The Truth According to Us—Annie Barrows
In the summer of 1938, Layla Beck is forced by her father to take a job with the Federal Writers' Project, and is assigned to a small town in West Virginia to write their town history. She boards with a zany family called the Romeyn's; in fact, the story is narrated by Willa Romeyn, who is the oldest daughter of the family at twelve. (We get letters and viewpoints from other characters from the third person, but when in the first person, we're hearing from Willa.) Before Layla arrives, Willa is living happily with her sister, Bird; her father, Felix; her aunt Jottie; and her twin aunts, Mae and Minerva. In this summer, Willa is starting to realize how the other people in town view her family, and the complicated family history that lies beneath the surface. Layla also gives us alternate insight into the background of the relationships of everybody in this very small town, and history about the Romeyns that Willa's not party to.
[Coincidentally enough, the very first book that I added to my "Want to Read" bookshelf on Goodreads as soon as I joined was The Guernsey Literary and Potato Peel Pie Society (which I still haven't read).]

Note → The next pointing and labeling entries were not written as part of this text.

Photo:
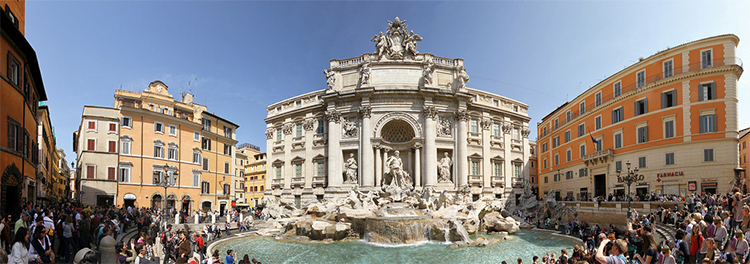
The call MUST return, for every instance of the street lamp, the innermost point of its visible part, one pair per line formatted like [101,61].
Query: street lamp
[629,178]
[168,179]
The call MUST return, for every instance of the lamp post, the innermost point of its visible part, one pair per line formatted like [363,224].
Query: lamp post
[631,177]
[167,180]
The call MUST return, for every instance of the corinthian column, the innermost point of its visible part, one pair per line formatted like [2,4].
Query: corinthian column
[335,176]
[463,167]
[430,151]
[367,173]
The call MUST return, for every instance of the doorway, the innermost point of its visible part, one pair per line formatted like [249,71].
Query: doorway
[600,185]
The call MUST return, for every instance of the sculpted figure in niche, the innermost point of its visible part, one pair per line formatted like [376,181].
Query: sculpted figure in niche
[463,78]
[399,177]
[350,128]
[381,44]
[351,169]
[330,78]
[444,169]
[365,74]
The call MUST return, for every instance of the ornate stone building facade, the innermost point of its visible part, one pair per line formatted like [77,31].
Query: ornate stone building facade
[396,118]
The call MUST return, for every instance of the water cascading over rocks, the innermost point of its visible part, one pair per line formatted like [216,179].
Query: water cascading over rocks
[392,216]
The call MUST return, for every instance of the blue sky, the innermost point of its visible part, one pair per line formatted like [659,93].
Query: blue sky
[238,57]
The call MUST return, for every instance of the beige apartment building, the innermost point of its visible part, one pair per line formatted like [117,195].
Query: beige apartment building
[95,145]
[156,138]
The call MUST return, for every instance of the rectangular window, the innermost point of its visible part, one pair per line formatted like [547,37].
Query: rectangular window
[496,131]
[617,115]
[206,124]
[618,89]
[668,99]
[474,167]
[474,126]
[172,130]
[90,172]
[581,129]
[707,123]
[668,68]
[708,155]
[125,146]
[582,150]
[111,173]
[642,134]
[670,158]
[706,59]
[124,174]
[91,144]
[196,178]
[228,132]
[707,91]
[581,108]
[669,129]
[158,127]
[618,140]
[112,146]
[321,126]
[127,121]
[497,169]
[640,78]
[196,157]
[641,106]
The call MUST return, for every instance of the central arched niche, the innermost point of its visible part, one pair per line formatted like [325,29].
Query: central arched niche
[397,131]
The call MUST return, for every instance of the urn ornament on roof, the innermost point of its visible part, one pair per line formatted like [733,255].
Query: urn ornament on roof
[397,43]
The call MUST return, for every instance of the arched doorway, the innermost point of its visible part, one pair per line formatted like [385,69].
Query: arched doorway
[12,190]
[156,201]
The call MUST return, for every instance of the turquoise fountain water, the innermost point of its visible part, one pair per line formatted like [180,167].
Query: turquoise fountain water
[525,244]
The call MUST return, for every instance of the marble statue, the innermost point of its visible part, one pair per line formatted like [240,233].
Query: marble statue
[364,72]
[444,127]
[399,177]
[427,71]
[350,128]
[351,169]
[444,168]
[463,78]
[330,78]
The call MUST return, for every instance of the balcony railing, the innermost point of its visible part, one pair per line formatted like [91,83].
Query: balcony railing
[599,154]
[574,112]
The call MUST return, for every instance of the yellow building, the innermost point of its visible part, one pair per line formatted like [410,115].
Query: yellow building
[158,139]
[255,173]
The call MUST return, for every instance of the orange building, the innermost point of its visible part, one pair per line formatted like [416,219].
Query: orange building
[673,115]
[21,89]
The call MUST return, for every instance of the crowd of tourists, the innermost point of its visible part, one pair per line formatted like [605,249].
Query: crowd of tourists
[76,233]
[710,228]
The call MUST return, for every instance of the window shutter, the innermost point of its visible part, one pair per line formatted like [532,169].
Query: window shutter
[715,123]
[713,91]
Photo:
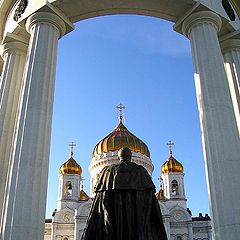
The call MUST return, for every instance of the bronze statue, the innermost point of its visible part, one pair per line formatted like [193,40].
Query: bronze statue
[125,206]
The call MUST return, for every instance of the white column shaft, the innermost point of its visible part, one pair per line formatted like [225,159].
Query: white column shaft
[231,54]
[24,213]
[221,144]
[14,55]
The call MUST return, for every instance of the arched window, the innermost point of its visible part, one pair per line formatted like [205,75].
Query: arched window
[68,189]
[174,187]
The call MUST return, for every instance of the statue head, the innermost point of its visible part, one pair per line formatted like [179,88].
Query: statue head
[124,154]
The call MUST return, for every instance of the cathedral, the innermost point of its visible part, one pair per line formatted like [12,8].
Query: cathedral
[73,203]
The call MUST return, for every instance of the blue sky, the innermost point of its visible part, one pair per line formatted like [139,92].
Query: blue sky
[138,61]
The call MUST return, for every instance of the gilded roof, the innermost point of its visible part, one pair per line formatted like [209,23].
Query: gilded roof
[172,165]
[118,138]
[70,167]
[83,196]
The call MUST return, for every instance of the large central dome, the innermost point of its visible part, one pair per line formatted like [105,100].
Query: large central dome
[118,138]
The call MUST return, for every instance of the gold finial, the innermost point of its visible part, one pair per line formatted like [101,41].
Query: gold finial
[72,145]
[120,108]
[170,144]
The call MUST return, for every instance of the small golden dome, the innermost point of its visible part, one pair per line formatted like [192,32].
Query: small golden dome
[118,138]
[70,167]
[83,196]
[172,165]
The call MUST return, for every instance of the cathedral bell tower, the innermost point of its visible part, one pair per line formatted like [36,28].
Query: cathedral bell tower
[70,181]
[172,180]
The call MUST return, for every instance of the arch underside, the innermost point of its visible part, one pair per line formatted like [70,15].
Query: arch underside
[167,9]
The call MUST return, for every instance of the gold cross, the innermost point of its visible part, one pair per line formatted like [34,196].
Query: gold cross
[170,144]
[120,108]
[72,145]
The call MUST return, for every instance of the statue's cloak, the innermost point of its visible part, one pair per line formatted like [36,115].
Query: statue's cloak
[125,206]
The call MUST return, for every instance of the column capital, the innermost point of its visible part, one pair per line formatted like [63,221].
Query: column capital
[200,18]
[230,44]
[13,47]
[46,17]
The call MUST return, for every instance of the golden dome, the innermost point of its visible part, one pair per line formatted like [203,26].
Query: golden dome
[83,196]
[160,194]
[118,138]
[70,167]
[172,165]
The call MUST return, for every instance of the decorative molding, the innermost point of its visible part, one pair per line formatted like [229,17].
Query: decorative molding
[229,10]
[20,9]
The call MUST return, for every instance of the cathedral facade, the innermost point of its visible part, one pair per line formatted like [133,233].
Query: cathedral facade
[73,203]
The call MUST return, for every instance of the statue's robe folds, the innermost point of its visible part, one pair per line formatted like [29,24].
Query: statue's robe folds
[125,206]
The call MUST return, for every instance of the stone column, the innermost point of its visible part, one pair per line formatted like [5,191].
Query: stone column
[190,231]
[14,55]
[24,210]
[220,138]
[231,55]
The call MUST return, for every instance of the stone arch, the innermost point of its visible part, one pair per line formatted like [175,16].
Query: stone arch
[57,18]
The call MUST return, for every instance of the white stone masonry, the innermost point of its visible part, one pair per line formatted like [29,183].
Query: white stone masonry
[14,55]
[231,54]
[24,210]
[221,144]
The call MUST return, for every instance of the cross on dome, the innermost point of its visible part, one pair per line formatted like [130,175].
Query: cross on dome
[170,144]
[120,108]
[72,145]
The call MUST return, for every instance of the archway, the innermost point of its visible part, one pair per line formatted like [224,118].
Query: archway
[35,106]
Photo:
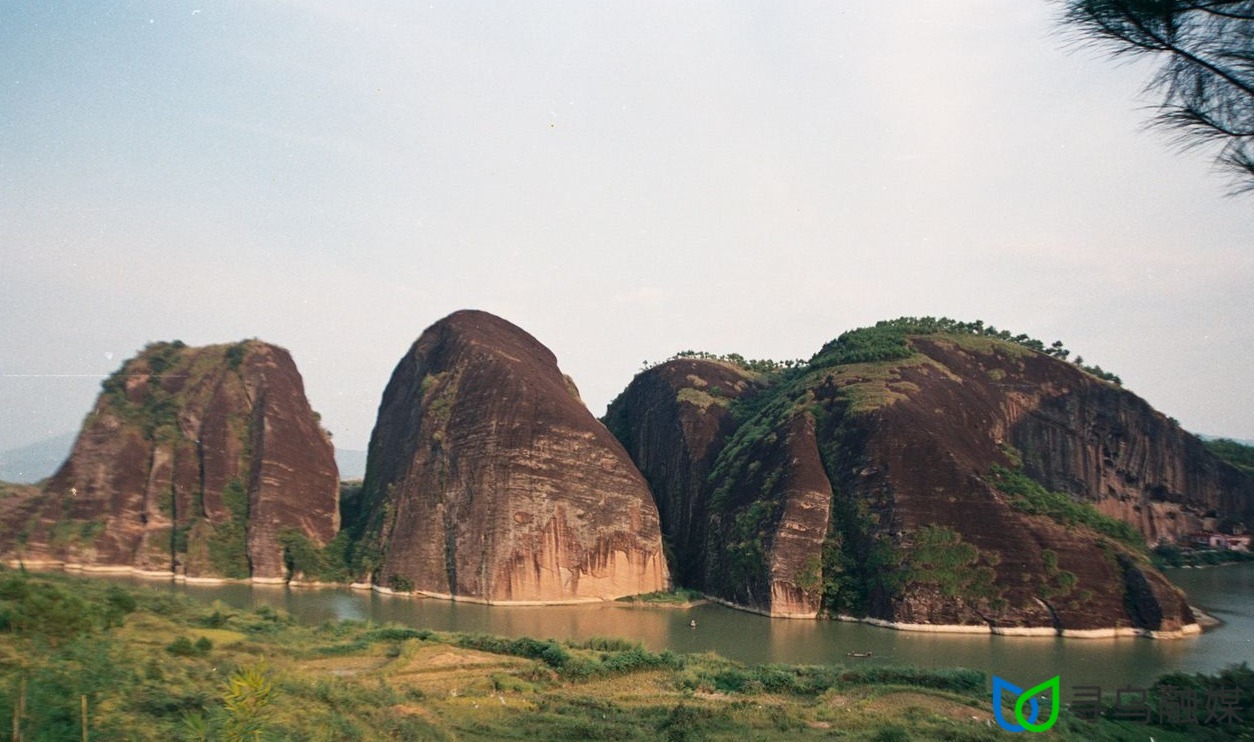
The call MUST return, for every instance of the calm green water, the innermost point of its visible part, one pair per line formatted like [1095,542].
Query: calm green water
[1225,593]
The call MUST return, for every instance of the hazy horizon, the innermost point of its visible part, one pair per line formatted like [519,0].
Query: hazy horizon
[621,182]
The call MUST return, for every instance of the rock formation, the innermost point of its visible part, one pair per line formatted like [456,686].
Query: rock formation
[193,460]
[900,481]
[675,419]
[489,480]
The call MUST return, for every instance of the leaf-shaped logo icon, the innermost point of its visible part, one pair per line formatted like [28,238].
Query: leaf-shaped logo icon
[1006,687]
[1031,723]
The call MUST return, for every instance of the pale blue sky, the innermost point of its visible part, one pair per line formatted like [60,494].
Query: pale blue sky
[621,181]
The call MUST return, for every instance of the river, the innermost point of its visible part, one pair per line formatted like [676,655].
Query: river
[1224,592]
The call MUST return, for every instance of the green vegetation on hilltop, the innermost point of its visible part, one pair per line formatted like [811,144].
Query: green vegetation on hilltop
[148,664]
[887,341]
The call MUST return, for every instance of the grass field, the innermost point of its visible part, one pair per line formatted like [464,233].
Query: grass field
[153,666]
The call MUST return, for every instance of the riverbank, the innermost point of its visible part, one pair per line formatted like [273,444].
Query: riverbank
[148,664]
[677,599]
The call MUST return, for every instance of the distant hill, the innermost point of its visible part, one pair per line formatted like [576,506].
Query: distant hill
[35,461]
[353,464]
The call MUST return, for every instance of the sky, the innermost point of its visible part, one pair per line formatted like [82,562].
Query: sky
[622,181]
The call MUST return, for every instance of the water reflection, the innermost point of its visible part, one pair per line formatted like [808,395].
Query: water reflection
[1227,593]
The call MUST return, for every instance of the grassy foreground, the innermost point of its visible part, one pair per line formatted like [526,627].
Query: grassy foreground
[146,664]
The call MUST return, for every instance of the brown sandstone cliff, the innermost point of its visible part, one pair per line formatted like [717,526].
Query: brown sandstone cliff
[885,489]
[488,479]
[192,461]
[674,419]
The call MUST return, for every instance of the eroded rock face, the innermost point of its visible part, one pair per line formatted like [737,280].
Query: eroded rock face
[873,489]
[488,479]
[674,419]
[193,460]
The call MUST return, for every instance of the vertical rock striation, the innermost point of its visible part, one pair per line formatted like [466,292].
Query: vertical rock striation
[193,460]
[489,480]
[898,478]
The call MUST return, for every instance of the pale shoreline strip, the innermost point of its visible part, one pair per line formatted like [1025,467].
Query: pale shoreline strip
[1100,633]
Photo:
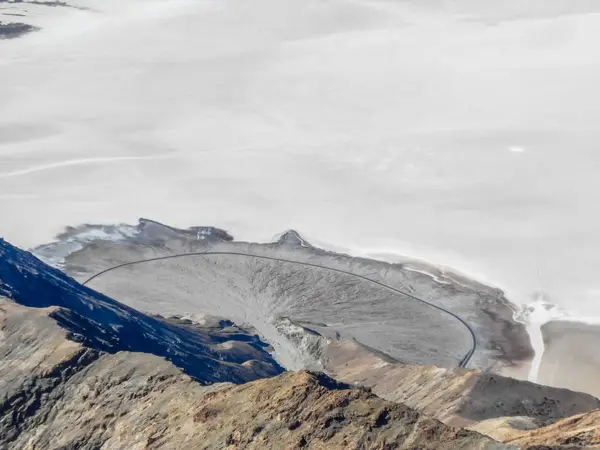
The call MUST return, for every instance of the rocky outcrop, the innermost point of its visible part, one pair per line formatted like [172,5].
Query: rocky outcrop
[210,354]
[457,397]
[331,293]
[57,393]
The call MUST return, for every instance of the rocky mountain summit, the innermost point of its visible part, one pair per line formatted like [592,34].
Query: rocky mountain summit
[79,369]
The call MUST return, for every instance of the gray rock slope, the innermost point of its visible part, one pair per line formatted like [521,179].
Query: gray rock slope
[271,295]
[59,394]
[210,353]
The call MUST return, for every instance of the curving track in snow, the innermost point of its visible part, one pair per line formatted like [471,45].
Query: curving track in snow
[462,363]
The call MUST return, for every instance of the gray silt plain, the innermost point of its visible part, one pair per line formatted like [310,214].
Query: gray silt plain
[284,301]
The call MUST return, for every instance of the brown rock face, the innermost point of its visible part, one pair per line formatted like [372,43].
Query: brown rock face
[60,394]
[457,397]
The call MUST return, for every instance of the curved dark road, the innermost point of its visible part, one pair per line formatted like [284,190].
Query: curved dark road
[463,362]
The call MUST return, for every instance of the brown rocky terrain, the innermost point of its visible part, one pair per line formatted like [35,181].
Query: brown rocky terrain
[60,394]
[57,393]
[457,397]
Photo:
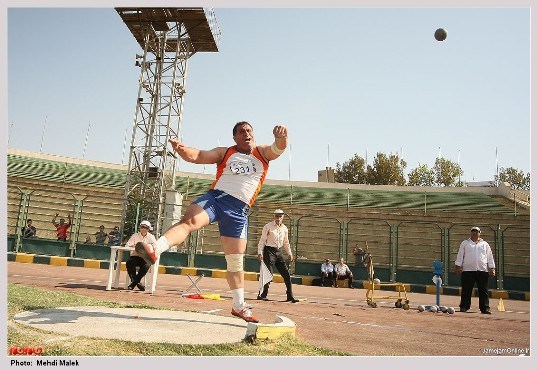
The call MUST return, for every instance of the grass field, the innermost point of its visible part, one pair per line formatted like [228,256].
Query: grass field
[23,298]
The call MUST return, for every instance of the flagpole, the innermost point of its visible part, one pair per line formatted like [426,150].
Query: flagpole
[124,144]
[289,175]
[10,132]
[86,140]
[43,135]
[497,179]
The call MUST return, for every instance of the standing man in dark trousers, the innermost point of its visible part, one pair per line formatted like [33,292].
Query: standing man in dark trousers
[274,238]
[475,264]
[144,236]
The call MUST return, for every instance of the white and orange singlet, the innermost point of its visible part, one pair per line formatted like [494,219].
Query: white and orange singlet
[241,175]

This slice-of-life book was just what I needed at the time that I read it. The story was much more about the characters and relationships than anything else, which is sometimes so refreshing to read. No need to create a completely different world with different mechanisms and worldbuilding; there are plenty of opportunities to create good stories out of the materials that are already present in our world. The thing that makes these kinds of books so powerful, to me, is that you feel so much more invested in these people as a result. I felt Jottie's pain, and just wanted her to once be able to catch a break; I raised my eyebrows at Felix's behavior, and his lack of attentiveness to daughters who clearly worship him; I understood Layla and her sheltered existence, who ultimately comes to understand an experience entirely foreign to her before her arrival in Macedonia.
The structure of the book—with traditional chapters, as well as chapters dedicated to letters written—was very conducive to gradually uncovering this family secret that has been looming for over a decade, as well as introducing us more to characters like Layla, who served most as a way to get information that we would never have gotten from Willa. Willa, as the ostensible narrator of the piece, provided us with the viewpoint of a burgeoning citizen and family member, recently attuned to the idea that perhaps there are things about her family that she does not know—an especially irksome situation for Willa, considering the rest of the town seems to know everything she does not. While she's been a member of the community her whole life, she's just now discovering that there may be more to it than she realized, and also starts asking the "big questions" of life. Layla as the outsider provides us with a fresh, and somewhat spoiled perspective of this incredibly small, working-class town. Having never struggled for anything in her life as a senator's daughter, and though she starts out as a bit of a whiner, Layla takes on the mantle of town historian with a sense of pride, determined to write the truth (albeit slightly exaggerated at points) rather than the puff piece that the town council would prefer. Layla reminded me a bit of Anne Shirley: overdramatic and at times naive, but ultimately well-meaning, well-intentioned, and earnest.
Jottie rounds out the trio of narrators, as the matriarch of the Romeyn family. Robbed as a young girl of the boy that she loved (Vause Hamilton), she must also live with the tension between her brother Felix, who was Vause's best friend. In a cycle of punishing each other for transgressions real and imagined, but mostly related to unspoken feelings about Vause's death, Jottie and Felix have an easy relationship on the surface, with tension not far beneath. Jottie represents for the audience the long-time resident of Macedonia, knower of many secrets, with not only the family history, but also the experience and the connections (good or bad) to all of the residents. She can't seem to escape the spector of Vause Hamilton, and the perceptions surrounding the whole ordeal from the townspeople. Although I'm sure she gets much fulfillment out of raising her nieces, she seems stuck. Who hasn't felt that way? Just another way that the Romeyn family is eminently relatable, despite the fact that their story takes place over seven decades ago.
Although I sometimes consider it a cop out (*cough*Harry Potter*cough*), I enjoyed the epilogue and thought it was lovely. It made it easier to say goodbye to this family that I had grown with for five hundred pages.
There are some great truths about relationships in general in this book. At one point, Jottie is chatting with Willa about love and her particular interests, and Willa remarks that she's just looking for "someone who makes everything funny and interesting, even doing nothing." Jottie nods and replies, "Some people can just stand in an empty room and make it seem like the center of the world." What a beautiful sentiment. Who isn't looking for that? It's with poignant and simple moments like these that The Truth According to Us shines brightest.